Berghea Florian, Berghea Camelia Elena, Zaharia Dumitru, Trandafir Andreea Iulia, Nita Elena Cristina, Vlad Violeta Maria
Department of Rheumatology, Carol Davila University of Medicine and Pharmacy, Bucharest, Romania.
Sf. Maria Hospital, Bucharest, Romania.
Front Med (Lausanne). 2021 Aug 17;8:712645. doi: 10.3389/fmed.2021.712645. eCollection 2021.
For many years, inflammatory rheumatic diseases (IRDs) represented a source of disappointment in medical care caused by the mediocre efficacy of the available treatments. Some of these diseases, like Rheumatoid Arthritis (RA) or Ankylosing Spondylitis (AS), caused fear in the general population, especially due to associated joint deformities and subsequent disabilities. However, in the last 20 years, a new successful class of antirheumatic drugs has become available: biologic Disease-Modifying Antirheumatic Drugs (bDMARDs). Due to this innovative treatment, the days are over when joint and spine deformities defined the condition of a person with RA or AS. Nonetheless, expectations are higher today, and other clinical problems, (not entirely solved by bDMARDs), seem to drive the drug selection during the span of rheumatic diseases. Most of these issues are covered by the term "unmet needs." One of the most intriguing of such needs is the residual pain (RP) in patients that are otherwise in the biological remission of the disease. Present in a significant proportion of the patients that enter remission status, RP is poorly understood and managed. In recent years, new data has become available in this area and new conceptual clarifications have occurred. In this review, we explain the various nature of RP and the necessity of treatment diversification in such situations. All in all, we believe this condition is far more complex than simple pain and includes other clinical aspects, too (like fatigue or mood changes) so the terms Post-Remission Syndrome (PRS), and PRS pain might be more appropriate.

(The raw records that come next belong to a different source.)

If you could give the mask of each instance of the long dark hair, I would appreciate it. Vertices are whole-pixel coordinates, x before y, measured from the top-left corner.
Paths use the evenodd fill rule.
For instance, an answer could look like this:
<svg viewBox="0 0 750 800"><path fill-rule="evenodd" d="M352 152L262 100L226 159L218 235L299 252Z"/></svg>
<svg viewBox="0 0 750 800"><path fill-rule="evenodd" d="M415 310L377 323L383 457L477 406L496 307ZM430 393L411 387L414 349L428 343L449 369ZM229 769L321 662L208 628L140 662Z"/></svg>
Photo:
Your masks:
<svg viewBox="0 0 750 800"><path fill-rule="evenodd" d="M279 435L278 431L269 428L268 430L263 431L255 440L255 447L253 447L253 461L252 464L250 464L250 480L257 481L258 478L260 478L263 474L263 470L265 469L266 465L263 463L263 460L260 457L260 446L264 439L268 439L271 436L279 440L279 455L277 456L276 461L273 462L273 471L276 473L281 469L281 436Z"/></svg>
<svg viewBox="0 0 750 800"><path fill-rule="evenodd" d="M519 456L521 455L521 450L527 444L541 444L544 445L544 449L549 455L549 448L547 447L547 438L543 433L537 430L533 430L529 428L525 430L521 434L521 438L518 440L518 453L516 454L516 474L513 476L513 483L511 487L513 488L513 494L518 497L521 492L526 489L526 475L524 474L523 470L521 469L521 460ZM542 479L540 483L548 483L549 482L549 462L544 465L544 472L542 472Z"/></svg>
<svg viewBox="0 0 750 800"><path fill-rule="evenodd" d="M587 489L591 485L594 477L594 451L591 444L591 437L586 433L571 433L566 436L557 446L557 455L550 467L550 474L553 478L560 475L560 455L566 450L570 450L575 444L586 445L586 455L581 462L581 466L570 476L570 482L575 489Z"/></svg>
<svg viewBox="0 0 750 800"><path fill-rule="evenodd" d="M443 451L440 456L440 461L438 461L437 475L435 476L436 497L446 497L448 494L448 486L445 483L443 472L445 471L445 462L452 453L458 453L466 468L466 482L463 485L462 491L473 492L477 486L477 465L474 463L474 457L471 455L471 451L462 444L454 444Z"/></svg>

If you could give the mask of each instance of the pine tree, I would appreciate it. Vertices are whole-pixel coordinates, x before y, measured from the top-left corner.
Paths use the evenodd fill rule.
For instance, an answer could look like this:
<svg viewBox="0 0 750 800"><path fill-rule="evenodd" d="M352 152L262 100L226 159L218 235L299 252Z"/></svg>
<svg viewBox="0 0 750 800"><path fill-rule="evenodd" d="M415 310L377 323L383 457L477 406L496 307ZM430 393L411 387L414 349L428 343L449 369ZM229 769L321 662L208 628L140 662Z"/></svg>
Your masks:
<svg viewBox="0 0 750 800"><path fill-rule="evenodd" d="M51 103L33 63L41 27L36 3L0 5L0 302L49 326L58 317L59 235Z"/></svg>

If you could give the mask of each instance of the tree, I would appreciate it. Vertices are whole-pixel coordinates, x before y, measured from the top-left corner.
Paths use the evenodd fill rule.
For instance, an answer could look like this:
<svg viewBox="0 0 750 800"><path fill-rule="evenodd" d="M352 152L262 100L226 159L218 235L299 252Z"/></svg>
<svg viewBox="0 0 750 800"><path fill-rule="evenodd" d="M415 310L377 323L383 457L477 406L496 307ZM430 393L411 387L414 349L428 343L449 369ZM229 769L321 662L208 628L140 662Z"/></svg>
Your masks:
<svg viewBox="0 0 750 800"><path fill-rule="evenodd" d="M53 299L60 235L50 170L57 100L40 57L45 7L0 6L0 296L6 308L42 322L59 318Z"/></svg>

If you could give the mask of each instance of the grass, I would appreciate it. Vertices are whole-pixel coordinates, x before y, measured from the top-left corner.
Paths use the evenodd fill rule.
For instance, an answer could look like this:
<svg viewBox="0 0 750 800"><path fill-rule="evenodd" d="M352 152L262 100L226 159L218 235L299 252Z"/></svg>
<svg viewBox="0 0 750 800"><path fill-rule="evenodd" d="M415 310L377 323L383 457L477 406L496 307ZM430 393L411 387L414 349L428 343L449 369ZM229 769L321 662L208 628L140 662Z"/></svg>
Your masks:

多年来,炎性风湿性疾病(IRDs)一直是医疗护理中的一个令人失望的来源,因为现有治疗方法的疗效平平。其中一些疾病,如类风湿关节炎(RA)或强直性脊柱炎(AS),在普通人群中引发了恐惧,尤其是由于相关的关节畸形和随后的残疾。然而,在过去20年里,一类新的成功的抗风湿药物问世了:生物性改善病情抗风湿药物(bDMARDs)。由于这种创新疗法,由关节和脊柱畸形来界定RA或AS患者病情的日子已经一去不复返了。尽管如此,如今人们的期望更高了,而其他临床问题(bDMARDs并未完全解决这些问题)似乎在风湿性疾病的治疗过程中推动着药物的选择。这些问题大多被“未满足的需求”这一术语所涵盖。这类需求中最引人关注的之一是疾病处于生物缓解状态的患者的残留疼痛(RP)。RP存在于相当一部分进入缓解状态的患者中,目前对其了解和管理都很不足。近年来,该领域有了新的数据,也出现了新的概念性阐释。在本综述中,我们解释了RP的各种性质以及在这种情况下治疗多样化的必要性。总而言之,我们认为这种情况远比单纯的疼痛复杂,还包括其他临床方面(如疲劳或情绪变化),因此缓解后综合征(PRS)以及PRS疼痛这两个术语可能更合适。